Composite operators

Just like user-defined types and functions, user-defined composite operators help code reuse and readability. A composite operator encapsulates a stream subgraph, which can then be used in different contexts.

Each of the examples so far has a main composite operator, which encapsulates the stream graph that forms the whole program. Main composite operators are self-contained in the sense that their stream graph has no output or input ports, and they have no mandatory parameters. Here, instead look at a composite operator that has both ports and parameters. The operator reads a stream from the input port In, and then removes duplicate consecutive lines, and then writes the result to a stream to output port Out. It calls the operator Uniq as a homage to the uniq utility that performs the same task. Internally, the Uniq operator uses a Custom operator to implement its function. Here is a diagram of the stream graph:

Figure 1. Stream graph of the body of the Uniq operator.
The graph of the Uniq composite operator has an input port that is called In, connected to an operator invocation of a Custom operator, which is connected to an output port called Out.

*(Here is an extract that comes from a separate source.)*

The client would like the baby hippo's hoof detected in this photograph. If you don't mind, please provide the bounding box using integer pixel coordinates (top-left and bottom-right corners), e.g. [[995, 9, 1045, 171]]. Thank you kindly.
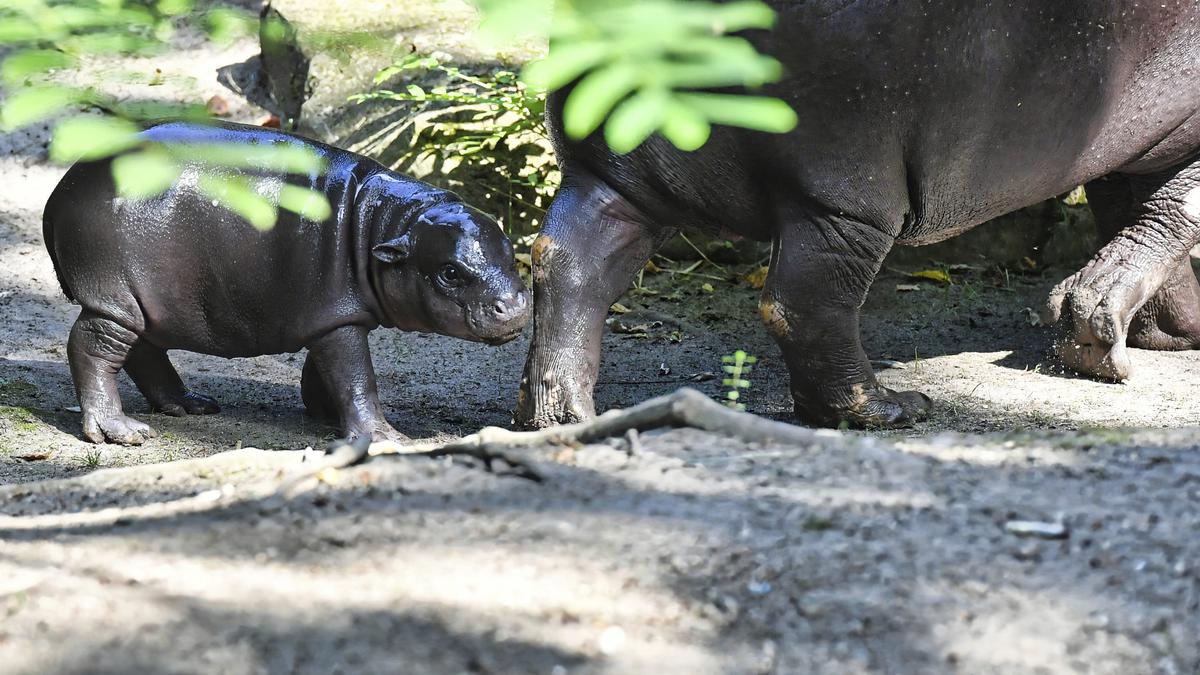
[[155, 392, 221, 417], [83, 413, 157, 446]]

To make things more interesting, the Uniq operator has a parameter type $key, which is the type that contains the subset of attributes of the input tuple that are used to determine uniqueness. If two consecutive tuples are identical for these attributes, the second one is dropped even if it differs in some other attributes. The following code implements operator Uniq:

 namespace my.util;
 public composite Uniq(output Out; input In) {
   param
     type $key;
   graph
     stream<In> Out = Custom(In) {
       logic state      : {
                             mutable boolean first = true;
                             mutable $key prev;
                          }
             onTuple In : {
                             $key curr = ($key)In;
                             if (first || prev != curr) {
                               submit(In, Out);
                               first = false;
                               prev = curr;
                             }
                          }
   }
 }

Line 1, namespace my.util, specifies a namespace for the operator. That means that the operator's full name is really my.util::Uniq. Put the example source code in a file Uniq/my.util/Uniq.spl. Line 2, public composite Uniq(output Out; input In), specifies that the operator is public, meaning it can be used from other namespaces; and that it has one output port Out and one input port In. Lines 3 and 4 declare the mandatory formal parameter $key, which is a type. Line 12, $key curr = ($key)In;, declares a local variable curr of type $key, and initializes it with the expression ($key)In, which takes the current tuple from input stream In and casts it to type $key, in other words, drops any attributes that are not relevant for the comparison with the previous tuple. You must consider one special case: for the very first tuple, there is no previous tuple, so you always treat it as unique.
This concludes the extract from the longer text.